Développant cette notion de sociabilité urbaine, le Dr en histoire contemporaine, Stevio Baral Angui, a déclaré qu'en suivant l'histoire de Brazzaville, on remarque que la ville se situe entre mutations et permanence socio-culturelle. Concernant les mutations qu'on observe dans les sociabilités, plusieurs facteurs en sont à l'origine, à savoir l'extension territoriale de la ville.
" Cette extension a favorisé ce que l'on pourrait appeler le passage d'un espace monoscalaire, c'est-à-dire ethnocentrique, à un espace plutôt multiscalaire et cosmopolite. Entraînant la desagrégration de la parenté d'une part, et d'autre part, la recomposition de la parenté", a-t-il expliqué.
On note également le système économique imposé par le milieu urbain qui repose principalement sur l'économie monétaire où l'intérêt personnel prime sur l'intérêt collectif ; la redéfinition du socle infrastructurel de socialisation et sur ce point le Dr Stevio Baral-Anguy a souligné : " Il suffit de parcourir simplement l'ensemble de nos villages. Vous allez vous rendre compte que le cimetière est toujours dans la concession parentale ou familiale. Or, la ville nous impose les cimetières publiques. Et donc, ces éléments, à première vue anodins, introduisent des chocs émotionnels, psychologiques, qui nous emmènent dans le changement social, mais également dans la redéfinition et l'évolution, en quelque sorte, de nos sociabilités".
Dans le même contexte, il a précisé qu'à Brazzaville, aujourd'hui, cette évolution se traduit également par le changement des pratiques sociales et de pratiques culturelles que ce soit à travers des rites funéraires mais aussi dans les habitudes alimentaires, les mentalités, les croyances et dans le style vestimentaire.
Projection du film « Brazzaville »
Film documentaire de cinquante-deux minutes sorti en 2005 et réalisé par le Congolais Hassim Tall Boukambou, « Brazzaville » est un voyage de découverte, pour certains, et de redécouverte pour d'autres, sur des événements, personnages et lieux emblématiques de la capitale congolaise.
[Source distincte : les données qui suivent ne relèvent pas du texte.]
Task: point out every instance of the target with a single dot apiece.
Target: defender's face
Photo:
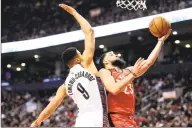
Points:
(79, 57)
(111, 57)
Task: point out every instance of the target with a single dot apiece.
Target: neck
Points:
(111, 67)
(71, 65)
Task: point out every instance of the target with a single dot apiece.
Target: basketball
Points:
(159, 26)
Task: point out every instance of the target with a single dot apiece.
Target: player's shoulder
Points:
(129, 68)
(104, 71)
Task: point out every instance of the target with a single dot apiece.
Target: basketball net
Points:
(132, 4)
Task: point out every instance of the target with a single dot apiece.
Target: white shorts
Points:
(90, 119)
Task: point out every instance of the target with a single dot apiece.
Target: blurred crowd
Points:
(24, 19)
(152, 109)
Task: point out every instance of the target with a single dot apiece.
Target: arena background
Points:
(30, 77)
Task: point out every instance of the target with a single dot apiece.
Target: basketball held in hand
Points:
(159, 26)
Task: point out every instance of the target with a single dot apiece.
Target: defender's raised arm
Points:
(89, 34)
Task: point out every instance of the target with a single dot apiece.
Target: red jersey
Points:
(123, 102)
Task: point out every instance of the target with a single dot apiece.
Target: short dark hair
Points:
(68, 54)
(101, 64)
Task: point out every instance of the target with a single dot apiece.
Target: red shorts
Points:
(122, 120)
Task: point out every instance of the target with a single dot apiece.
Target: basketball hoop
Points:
(132, 4)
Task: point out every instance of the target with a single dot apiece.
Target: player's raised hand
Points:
(69, 9)
(166, 36)
(35, 124)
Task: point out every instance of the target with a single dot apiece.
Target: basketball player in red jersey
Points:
(73, 57)
(121, 99)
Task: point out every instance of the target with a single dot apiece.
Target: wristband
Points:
(132, 73)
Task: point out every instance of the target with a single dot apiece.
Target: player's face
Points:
(114, 59)
(111, 57)
(79, 57)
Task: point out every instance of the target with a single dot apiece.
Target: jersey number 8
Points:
(82, 90)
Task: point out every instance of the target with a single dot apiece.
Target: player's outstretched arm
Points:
(55, 102)
(154, 54)
(89, 34)
(116, 87)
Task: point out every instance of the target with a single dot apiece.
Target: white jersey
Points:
(82, 86)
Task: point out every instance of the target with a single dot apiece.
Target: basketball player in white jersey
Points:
(81, 83)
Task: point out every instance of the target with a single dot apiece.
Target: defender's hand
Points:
(166, 36)
(35, 124)
(68, 8)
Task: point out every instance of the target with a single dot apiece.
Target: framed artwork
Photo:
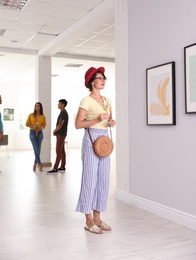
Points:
(160, 94)
(8, 114)
(190, 78)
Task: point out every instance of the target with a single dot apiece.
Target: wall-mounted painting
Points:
(160, 94)
(8, 114)
(190, 78)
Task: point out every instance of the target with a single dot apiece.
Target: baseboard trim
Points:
(176, 216)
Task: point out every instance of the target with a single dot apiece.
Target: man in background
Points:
(60, 132)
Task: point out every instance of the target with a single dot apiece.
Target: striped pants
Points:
(95, 176)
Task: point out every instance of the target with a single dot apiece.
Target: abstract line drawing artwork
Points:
(160, 88)
(161, 108)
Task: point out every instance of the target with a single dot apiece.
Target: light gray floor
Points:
(38, 219)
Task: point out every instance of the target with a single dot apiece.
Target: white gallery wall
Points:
(162, 164)
(19, 94)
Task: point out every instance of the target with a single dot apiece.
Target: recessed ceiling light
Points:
(14, 41)
(13, 4)
(73, 65)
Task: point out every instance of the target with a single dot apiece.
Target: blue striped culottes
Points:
(95, 176)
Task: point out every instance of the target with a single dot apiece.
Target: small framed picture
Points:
(190, 78)
(8, 114)
(160, 94)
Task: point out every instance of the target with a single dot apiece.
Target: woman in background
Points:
(37, 122)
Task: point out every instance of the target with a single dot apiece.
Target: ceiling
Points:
(77, 30)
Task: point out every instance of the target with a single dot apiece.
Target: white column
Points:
(43, 95)
(122, 95)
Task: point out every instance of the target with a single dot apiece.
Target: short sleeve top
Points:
(94, 109)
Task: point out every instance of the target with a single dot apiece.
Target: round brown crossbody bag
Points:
(103, 145)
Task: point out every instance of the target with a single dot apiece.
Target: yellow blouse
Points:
(39, 121)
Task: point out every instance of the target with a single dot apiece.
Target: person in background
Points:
(37, 122)
(1, 124)
(60, 132)
(94, 113)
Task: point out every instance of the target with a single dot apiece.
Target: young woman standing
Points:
(94, 113)
(37, 122)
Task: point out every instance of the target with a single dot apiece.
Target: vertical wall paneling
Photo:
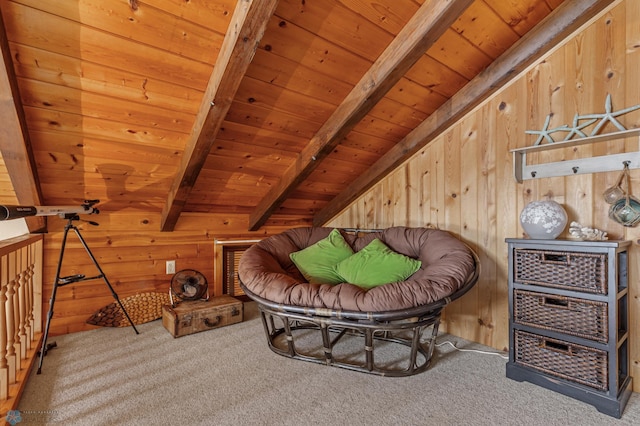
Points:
(466, 176)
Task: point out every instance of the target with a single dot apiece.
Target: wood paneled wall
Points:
(132, 252)
(463, 180)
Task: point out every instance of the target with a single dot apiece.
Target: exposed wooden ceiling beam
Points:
(15, 144)
(245, 31)
(563, 21)
(425, 27)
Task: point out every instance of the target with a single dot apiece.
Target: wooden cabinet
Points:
(569, 319)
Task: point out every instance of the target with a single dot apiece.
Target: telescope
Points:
(17, 212)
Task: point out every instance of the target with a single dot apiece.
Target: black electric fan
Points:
(188, 284)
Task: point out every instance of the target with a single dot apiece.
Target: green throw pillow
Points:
(317, 261)
(376, 264)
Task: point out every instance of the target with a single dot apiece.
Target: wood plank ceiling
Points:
(273, 109)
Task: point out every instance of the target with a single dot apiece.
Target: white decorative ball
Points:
(543, 220)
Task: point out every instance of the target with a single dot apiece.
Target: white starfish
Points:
(608, 116)
(577, 128)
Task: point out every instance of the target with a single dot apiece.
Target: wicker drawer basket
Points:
(578, 317)
(569, 361)
(585, 272)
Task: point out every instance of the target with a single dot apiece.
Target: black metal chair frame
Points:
(404, 327)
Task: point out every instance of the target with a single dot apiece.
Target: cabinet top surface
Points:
(564, 242)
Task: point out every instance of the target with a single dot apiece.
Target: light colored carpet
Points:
(228, 376)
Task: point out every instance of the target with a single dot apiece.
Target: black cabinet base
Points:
(612, 405)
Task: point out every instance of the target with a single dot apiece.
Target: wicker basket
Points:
(569, 361)
(573, 271)
(577, 317)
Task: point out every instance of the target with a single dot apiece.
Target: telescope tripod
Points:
(62, 281)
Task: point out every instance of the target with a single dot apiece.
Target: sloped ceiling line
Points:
(14, 138)
(424, 29)
(246, 29)
(563, 21)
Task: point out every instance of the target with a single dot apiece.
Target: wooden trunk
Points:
(192, 317)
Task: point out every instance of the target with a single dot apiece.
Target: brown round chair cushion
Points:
(267, 271)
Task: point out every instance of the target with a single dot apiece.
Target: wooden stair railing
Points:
(20, 315)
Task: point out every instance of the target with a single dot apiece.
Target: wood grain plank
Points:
(146, 25)
(62, 36)
(15, 143)
(397, 58)
(247, 28)
(564, 21)
(54, 68)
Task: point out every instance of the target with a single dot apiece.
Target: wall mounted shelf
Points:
(605, 163)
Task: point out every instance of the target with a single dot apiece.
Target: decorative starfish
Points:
(577, 128)
(545, 133)
(608, 116)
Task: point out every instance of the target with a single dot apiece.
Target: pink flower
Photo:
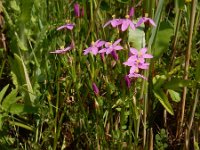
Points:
(144, 20)
(128, 81)
(68, 26)
(94, 48)
(62, 50)
(141, 55)
(136, 75)
(126, 23)
(115, 55)
(109, 47)
(114, 22)
(95, 89)
(79, 12)
(137, 61)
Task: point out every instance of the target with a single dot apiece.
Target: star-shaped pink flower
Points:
(68, 26)
(94, 48)
(126, 23)
(144, 20)
(62, 50)
(114, 22)
(109, 47)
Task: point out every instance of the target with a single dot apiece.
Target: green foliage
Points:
(161, 140)
(47, 100)
(162, 44)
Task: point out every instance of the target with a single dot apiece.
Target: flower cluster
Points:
(137, 61)
(104, 47)
(127, 22)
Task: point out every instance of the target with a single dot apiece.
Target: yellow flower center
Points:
(136, 70)
(110, 43)
(113, 16)
(127, 16)
(62, 47)
(92, 42)
(67, 21)
(139, 54)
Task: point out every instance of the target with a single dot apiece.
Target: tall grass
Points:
(48, 101)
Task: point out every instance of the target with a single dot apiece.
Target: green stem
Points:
(187, 64)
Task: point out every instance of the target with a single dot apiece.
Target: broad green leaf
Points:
(26, 8)
(123, 1)
(19, 69)
(20, 43)
(157, 21)
(174, 95)
(158, 81)
(2, 116)
(179, 4)
(136, 37)
(163, 39)
(10, 99)
(176, 83)
(21, 108)
(197, 74)
(3, 91)
(160, 95)
(104, 6)
(21, 125)
(16, 108)
(14, 5)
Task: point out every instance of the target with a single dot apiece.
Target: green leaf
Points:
(157, 21)
(19, 69)
(10, 99)
(163, 39)
(14, 6)
(26, 8)
(2, 116)
(104, 6)
(176, 83)
(160, 95)
(20, 43)
(21, 108)
(3, 91)
(174, 95)
(123, 1)
(179, 4)
(136, 37)
(197, 74)
(158, 81)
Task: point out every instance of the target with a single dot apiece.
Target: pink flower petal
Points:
(143, 50)
(125, 25)
(134, 51)
(117, 42)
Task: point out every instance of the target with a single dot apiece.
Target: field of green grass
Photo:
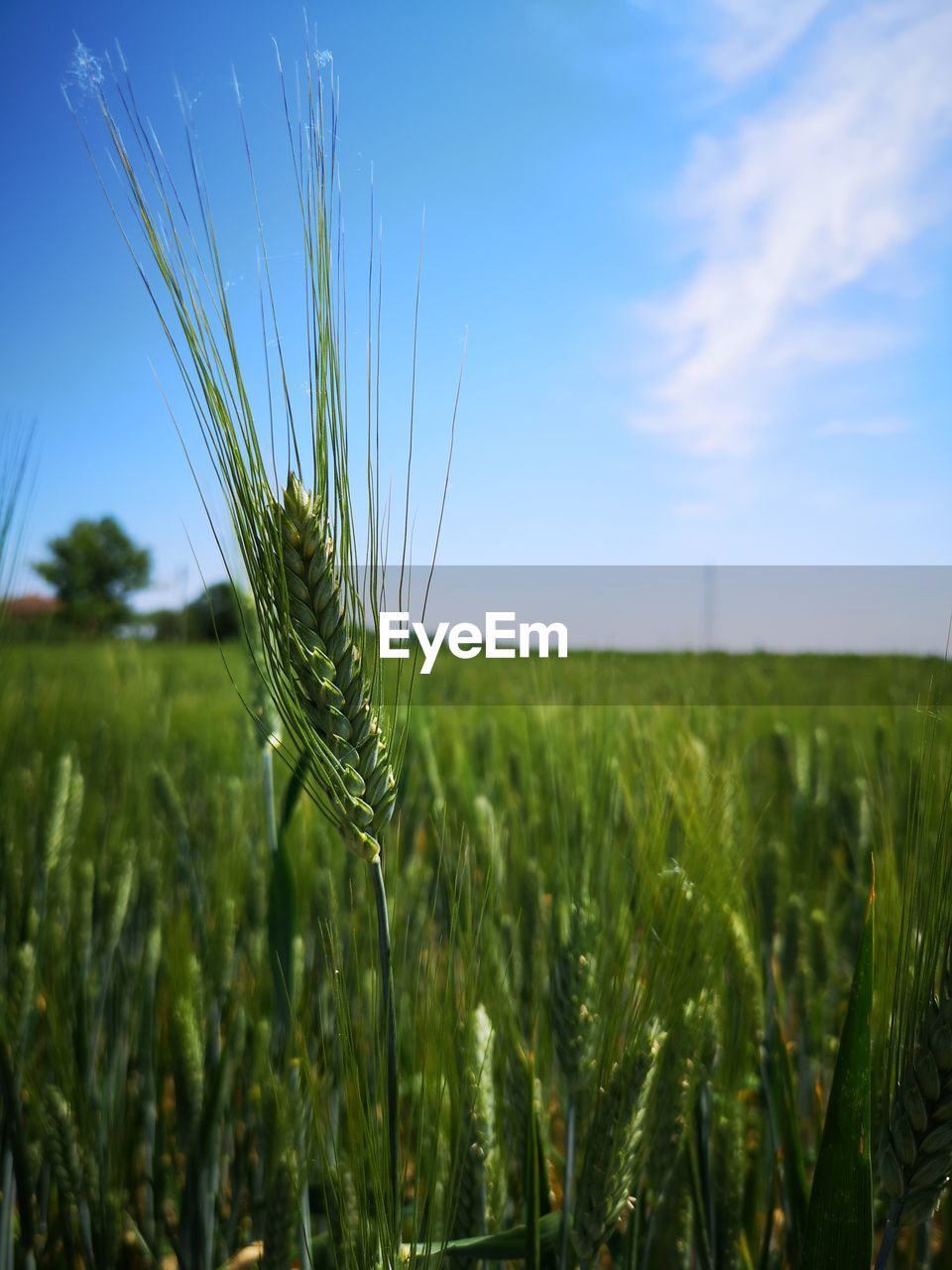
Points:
(624, 944)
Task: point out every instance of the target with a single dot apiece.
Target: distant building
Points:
(32, 608)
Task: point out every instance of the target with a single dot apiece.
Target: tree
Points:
(94, 570)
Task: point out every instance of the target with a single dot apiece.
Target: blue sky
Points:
(702, 263)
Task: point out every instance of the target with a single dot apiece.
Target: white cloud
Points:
(757, 32)
(814, 194)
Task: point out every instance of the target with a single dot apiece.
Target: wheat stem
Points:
(570, 1116)
(389, 1024)
(889, 1237)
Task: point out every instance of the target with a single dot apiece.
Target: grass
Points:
(617, 1001)
(708, 865)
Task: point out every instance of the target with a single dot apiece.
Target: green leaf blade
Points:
(839, 1228)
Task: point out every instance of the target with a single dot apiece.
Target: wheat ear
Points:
(330, 681)
(915, 1157)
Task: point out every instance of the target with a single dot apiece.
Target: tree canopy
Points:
(94, 570)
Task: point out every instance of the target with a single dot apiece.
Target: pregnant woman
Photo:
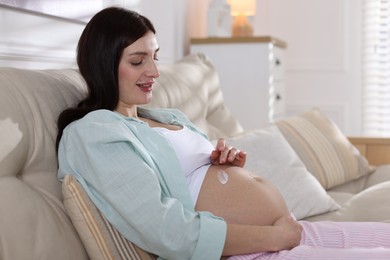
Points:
(158, 179)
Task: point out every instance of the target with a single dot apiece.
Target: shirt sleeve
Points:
(123, 185)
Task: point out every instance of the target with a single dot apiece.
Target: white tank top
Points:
(193, 151)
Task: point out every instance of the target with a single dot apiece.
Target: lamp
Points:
(241, 9)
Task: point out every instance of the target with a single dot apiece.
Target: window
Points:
(376, 68)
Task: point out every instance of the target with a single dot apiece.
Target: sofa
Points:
(322, 174)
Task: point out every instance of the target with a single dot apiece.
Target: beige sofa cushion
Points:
(101, 240)
(271, 156)
(33, 221)
(325, 151)
(192, 86)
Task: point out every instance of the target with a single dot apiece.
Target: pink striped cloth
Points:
(335, 240)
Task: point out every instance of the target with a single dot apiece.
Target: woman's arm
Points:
(244, 239)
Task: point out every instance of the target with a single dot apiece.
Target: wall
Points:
(323, 53)
(323, 56)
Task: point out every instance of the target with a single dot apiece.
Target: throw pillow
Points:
(269, 155)
(323, 148)
(100, 239)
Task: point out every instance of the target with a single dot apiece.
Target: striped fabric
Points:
(101, 240)
(325, 151)
(324, 240)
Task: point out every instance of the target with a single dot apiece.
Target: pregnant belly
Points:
(239, 196)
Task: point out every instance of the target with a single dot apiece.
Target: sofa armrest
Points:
(375, 149)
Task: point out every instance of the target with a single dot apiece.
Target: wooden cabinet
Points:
(251, 71)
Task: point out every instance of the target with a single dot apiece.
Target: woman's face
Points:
(137, 71)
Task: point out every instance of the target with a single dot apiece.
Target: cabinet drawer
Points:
(277, 96)
(277, 63)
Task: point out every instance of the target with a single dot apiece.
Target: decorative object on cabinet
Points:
(218, 19)
(251, 73)
(241, 10)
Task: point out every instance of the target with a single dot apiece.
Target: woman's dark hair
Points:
(98, 54)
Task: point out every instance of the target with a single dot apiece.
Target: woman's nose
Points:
(153, 70)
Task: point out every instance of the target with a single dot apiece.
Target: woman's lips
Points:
(145, 87)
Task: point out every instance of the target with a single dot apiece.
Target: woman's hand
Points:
(227, 155)
(290, 233)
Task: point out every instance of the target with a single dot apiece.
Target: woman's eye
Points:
(136, 63)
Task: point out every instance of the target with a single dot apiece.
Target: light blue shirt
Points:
(133, 176)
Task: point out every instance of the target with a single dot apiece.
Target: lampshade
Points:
(242, 7)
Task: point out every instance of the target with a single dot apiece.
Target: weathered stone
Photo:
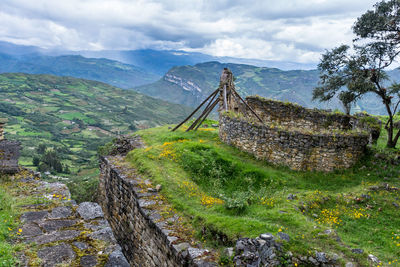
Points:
(60, 213)
(373, 258)
(52, 225)
(284, 236)
(104, 234)
(286, 145)
(321, 257)
(88, 261)
(357, 251)
(30, 230)
(196, 252)
(117, 259)
(81, 245)
(90, 210)
(181, 246)
(51, 256)
(267, 236)
(33, 216)
(54, 236)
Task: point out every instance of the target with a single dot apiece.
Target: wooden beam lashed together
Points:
(229, 99)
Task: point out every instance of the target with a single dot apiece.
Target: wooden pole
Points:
(201, 116)
(203, 113)
(180, 124)
(211, 108)
(247, 105)
(225, 99)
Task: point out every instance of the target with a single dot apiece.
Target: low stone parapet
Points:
(297, 150)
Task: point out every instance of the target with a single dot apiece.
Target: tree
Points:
(351, 75)
(36, 161)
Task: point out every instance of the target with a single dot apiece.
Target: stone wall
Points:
(294, 136)
(145, 239)
(1, 130)
(9, 155)
(294, 116)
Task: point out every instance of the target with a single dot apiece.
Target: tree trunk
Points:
(390, 143)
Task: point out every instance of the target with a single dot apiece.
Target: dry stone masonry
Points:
(291, 135)
(131, 206)
(57, 231)
(9, 153)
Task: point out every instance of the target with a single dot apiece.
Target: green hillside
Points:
(74, 116)
(293, 86)
(99, 69)
(225, 194)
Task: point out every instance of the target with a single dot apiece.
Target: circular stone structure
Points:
(291, 135)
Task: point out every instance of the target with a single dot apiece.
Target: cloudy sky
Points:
(287, 30)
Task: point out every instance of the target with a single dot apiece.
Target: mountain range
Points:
(75, 115)
(178, 76)
(99, 69)
(189, 85)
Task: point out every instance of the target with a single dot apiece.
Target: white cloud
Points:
(292, 30)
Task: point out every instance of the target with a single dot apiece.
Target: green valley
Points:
(189, 85)
(72, 117)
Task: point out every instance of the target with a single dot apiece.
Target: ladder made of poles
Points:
(226, 81)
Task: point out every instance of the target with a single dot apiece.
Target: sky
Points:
(282, 30)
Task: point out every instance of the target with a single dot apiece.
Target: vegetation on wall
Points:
(376, 47)
(229, 194)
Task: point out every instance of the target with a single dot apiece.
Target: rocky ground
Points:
(54, 231)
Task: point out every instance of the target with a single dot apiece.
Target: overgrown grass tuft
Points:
(7, 226)
(229, 194)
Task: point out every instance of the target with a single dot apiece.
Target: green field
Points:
(74, 116)
(229, 194)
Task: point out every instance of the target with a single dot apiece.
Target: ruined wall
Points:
(9, 154)
(294, 136)
(145, 239)
(295, 116)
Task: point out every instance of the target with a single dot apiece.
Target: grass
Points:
(228, 194)
(8, 216)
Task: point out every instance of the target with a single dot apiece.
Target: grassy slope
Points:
(197, 172)
(7, 221)
(75, 115)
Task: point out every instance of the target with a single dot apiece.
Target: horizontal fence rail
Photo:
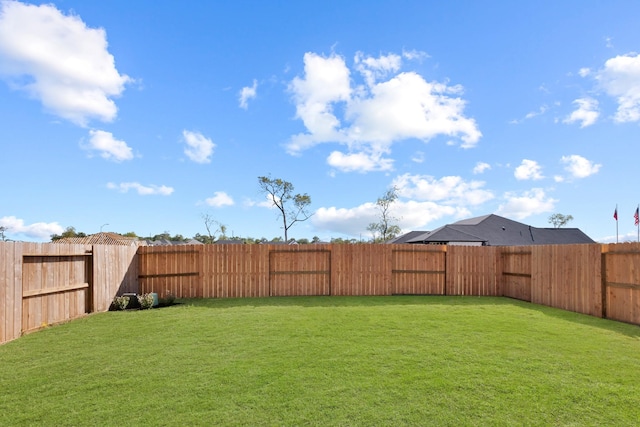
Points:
(45, 283)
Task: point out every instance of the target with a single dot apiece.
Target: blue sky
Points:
(145, 116)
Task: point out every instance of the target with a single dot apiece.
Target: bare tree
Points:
(213, 227)
(293, 207)
(559, 220)
(385, 229)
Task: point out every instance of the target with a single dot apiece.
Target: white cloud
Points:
(38, 230)
(247, 93)
(579, 167)
(415, 55)
(587, 112)
(418, 157)
(59, 61)
(326, 81)
(528, 169)
(143, 190)
(220, 199)
(447, 190)
(359, 162)
(520, 206)
(584, 72)
(620, 78)
(354, 221)
(199, 148)
(373, 69)
(481, 167)
(108, 147)
(378, 113)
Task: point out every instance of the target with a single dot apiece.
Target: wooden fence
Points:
(223, 271)
(599, 280)
(43, 284)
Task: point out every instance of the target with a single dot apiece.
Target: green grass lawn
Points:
(326, 361)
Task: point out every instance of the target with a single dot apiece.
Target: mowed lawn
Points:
(327, 361)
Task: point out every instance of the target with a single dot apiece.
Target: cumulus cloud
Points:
(38, 230)
(59, 61)
(247, 93)
(354, 221)
(373, 69)
(109, 147)
(390, 106)
(199, 148)
(481, 167)
(586, 114)
(448, 189)
(220, 199)
(359, 162)
(422, 200)
(522, 205)
(143, 190)
(620, 78)
(580, 167)
(528, 169)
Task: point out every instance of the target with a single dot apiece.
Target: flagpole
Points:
(615, 215)
(637, 221)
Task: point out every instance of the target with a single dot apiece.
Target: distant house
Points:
(493, 230)
(166, 242)
(102, 238)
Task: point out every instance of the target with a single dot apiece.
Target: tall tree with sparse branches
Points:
(385, 229)
(214, 228)
(293, 207)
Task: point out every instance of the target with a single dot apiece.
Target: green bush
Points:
(146, 301)
(169, 299)
(119, 303)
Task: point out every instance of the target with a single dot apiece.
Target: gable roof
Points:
(102, 238)
(494, 230)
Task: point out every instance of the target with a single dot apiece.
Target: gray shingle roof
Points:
(495, 230)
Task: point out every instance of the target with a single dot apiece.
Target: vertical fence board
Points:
(473, 270)
(621, 282)
(516, 272)
(418, 269)
(568, 277)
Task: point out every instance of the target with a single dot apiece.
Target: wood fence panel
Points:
(56, 283)
(516, 272)
(361, 269)
(235, 271)
(418, 269)
(10, 291)
(115, 272)
(473, 271)
(299, 270)
(567, 277)
(621, 264)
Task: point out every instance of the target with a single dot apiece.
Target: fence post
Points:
(603, 276)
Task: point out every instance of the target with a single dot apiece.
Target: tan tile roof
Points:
(103, 238)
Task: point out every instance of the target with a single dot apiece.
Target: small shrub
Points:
(146, 301)
(120, 303)
(169, 299)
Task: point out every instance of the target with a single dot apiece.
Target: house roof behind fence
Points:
(102, 238)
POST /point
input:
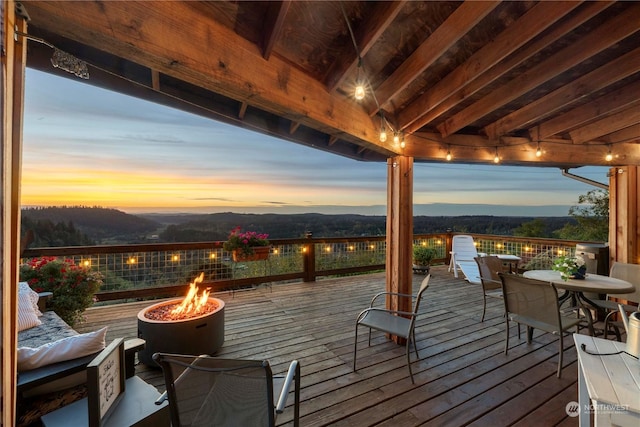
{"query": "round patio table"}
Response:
(594, 283)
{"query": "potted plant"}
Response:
(422, 257)
(73, 286)
(570, 267)
(247, 245)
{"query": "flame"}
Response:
(192, 303)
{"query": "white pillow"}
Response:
(27, 317)
(61, 350)
(23, 287)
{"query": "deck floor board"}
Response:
(463, 377)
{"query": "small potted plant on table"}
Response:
(422, 257)
(247, 245)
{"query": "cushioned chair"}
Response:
(630, 273)
(463, 252)
(210, 391)
(535, 304)
(490, 268)
(398, 323)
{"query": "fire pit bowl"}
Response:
(202, 334)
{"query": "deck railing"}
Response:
(154, 270)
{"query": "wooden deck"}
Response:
(463, 378)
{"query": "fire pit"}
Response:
(190, 325)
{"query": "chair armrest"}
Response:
(131, 347)
(45, 374)
(366, 310)
(292, 374)
(379, 294)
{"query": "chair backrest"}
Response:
(490, 268)
(204, 390)
(630, 273)
(533, 299)
(463, 247)
(416, 306)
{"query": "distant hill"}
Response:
(77, 225)
(97, 223)
(217, 226)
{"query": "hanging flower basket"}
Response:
(260, 253)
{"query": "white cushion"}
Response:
(23, 287)
(61, 350)
(27, 317)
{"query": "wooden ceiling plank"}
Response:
(442, 105)
(456, 26)
(530, 25)
(616, 70)
(273, 22)
(607, 125)
(629, 134)
(243, 110)
(366, 36)
(473, 149)
(603, 37)
(167, 44)
(606, 104)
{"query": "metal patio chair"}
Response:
(490, 268)
(210, 391)
(398, 323)
(534, 303)
(630, 273)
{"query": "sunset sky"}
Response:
(88, 146)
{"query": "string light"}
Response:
(383, 129)
(609, 155)
(359, 92)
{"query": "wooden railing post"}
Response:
(309, 259)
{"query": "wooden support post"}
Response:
(624, 205)
(399, 232)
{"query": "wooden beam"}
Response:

Ancré dans l'histoire, ce film plonge le spectateur dans le passé glorieux de la ville et révèle les facettes les plus inattendues et les plus authentiques de la capitale mettant notamment en lumière : l'historique de Brazzaville, le fleuve Congo, la société des ambianceurs et des personnes élégantes (Sape), le marché Total, les sculpteurs de Massengo, les chants et danses traditionnels, la rumba et le ndombolo, l'école de peinture de Poto-Poto, le football avec Diables noirs/Etoile du Congo...
« Brazzaville continue de se transformer à son propre rythme, et je pense que c'est une ville qui va évoluer une fois de plus dans le temps. Ce que j'adore dans Brazzaville, c'est l'énergie de cette jeunesse qui crée. Vingt ans après, ce que je souhaite, c'est que la ville soit encore plus paisible et qu'elle respire enfin de nouveau en créant surtout des espaces verts », a déclaré Hassim Tall Boukambou.